OTTAWA – Alors que 2019 marquera le 50e anniversaire de la première Loi sur les langues officielles, le 28 juillet est la date du 30e anniversaire de la Loi qui l’a remplacée, en 1988.

BENJAMIN VACHET
bvachet@tfo.org | @BVachet

« La Loi sur les langues officielles de 1969 a été abrogée, pourquoi devrait-on la célébrer en 2019? On devrait plutôt célébrer 50 ans de langues officielles au Canada! », lance Linda Cardinal, politologue de la Chaire de recherche sur la francophonie et les politiques publiques de l’Université d’Ottawa.

Car la Loi sur les langues officielles actuelle est bien éloignée de celle votée sous le gouvernement libéral de Pierre Elliott Trudeau. En 1988, plusieurs changements majeurs ont été apportés.

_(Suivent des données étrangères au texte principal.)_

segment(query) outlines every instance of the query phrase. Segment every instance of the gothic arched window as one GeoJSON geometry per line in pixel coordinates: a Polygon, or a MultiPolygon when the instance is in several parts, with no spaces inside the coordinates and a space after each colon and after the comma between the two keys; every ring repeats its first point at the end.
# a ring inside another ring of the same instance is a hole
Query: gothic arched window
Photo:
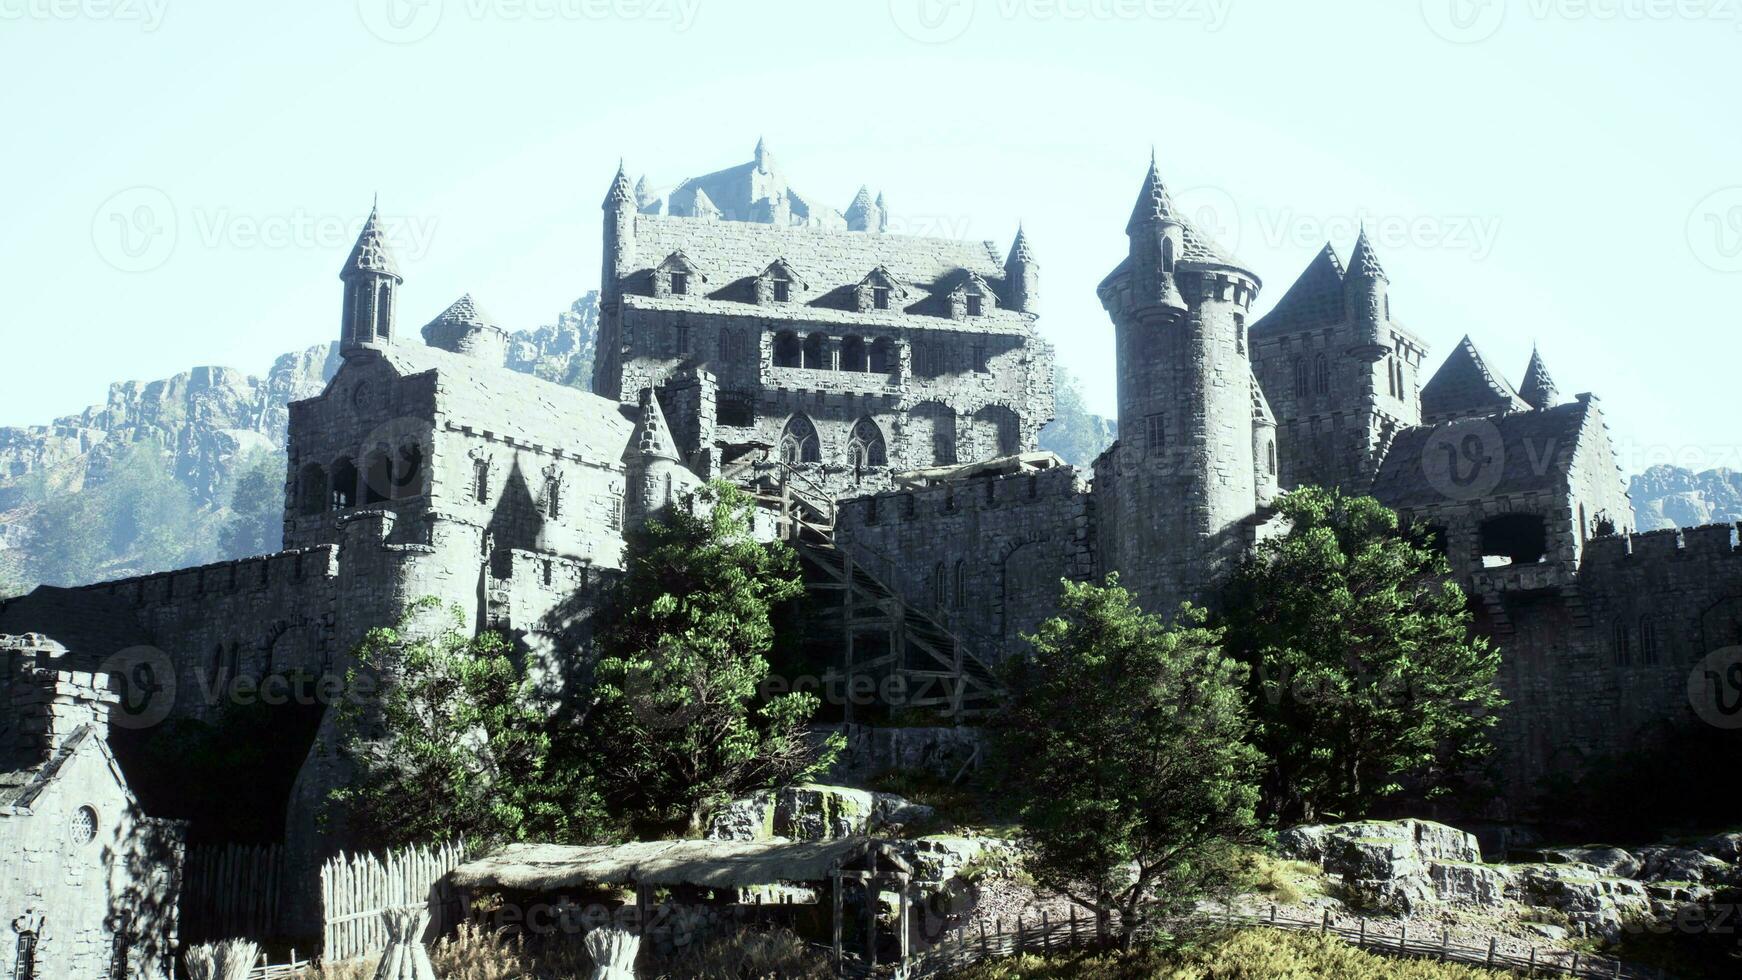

« La Loi de 1969 n’avait pas grande force. Elle conférait surtout des droits politiques, là où la Loi de 1988 s’inscrit plus dans le registre des droits humains » – Linda Cadinal, politologue


« On élargit les droits linguistiques pour rejoindre les objectifs de la Charte canadienne des droits et libertés et pour améliorer les services au public, en étendant l’accès aux tribunaux et en répondant aux revendications dans la fonction publique concernant l’utilisation du français comme langue de travail, notamment », explique l’ancien juge à la Cour suprême du Canada, Michel Bastarache.

L’autre changement majeur, c’est l’ajout de la Partie VII de la Loi qui prévoit l’engagement du gouvernement fédéral de favoriser « l’épanouissement des minorités francophones et anglophones du Canada et d’appuyer leur développement, ainsi qu’à promouvoir la pleine reconnaissance et l’usage du français et de l’anglais dans la société canadienne ».

« C’est une partie éminemment politique, car elle prévoit que le gouvernement fédéral peut s’immiscer dans plusieurs champs de compétences des provinces et territoires quand il est question de droits linguistiques. Ça provoque beaucoup de réticences, notamment au Québec, mais aussi en Ontario. L’ajout de cette partie en 1988, c’est le début de la relation fédérale-provinciale en francophonie », souligne Mme Cardinal.

Contexte politique

Ces changements interviennent sous le gouvernement conservateur de Brian Mulroney, dans un contexte politique différent.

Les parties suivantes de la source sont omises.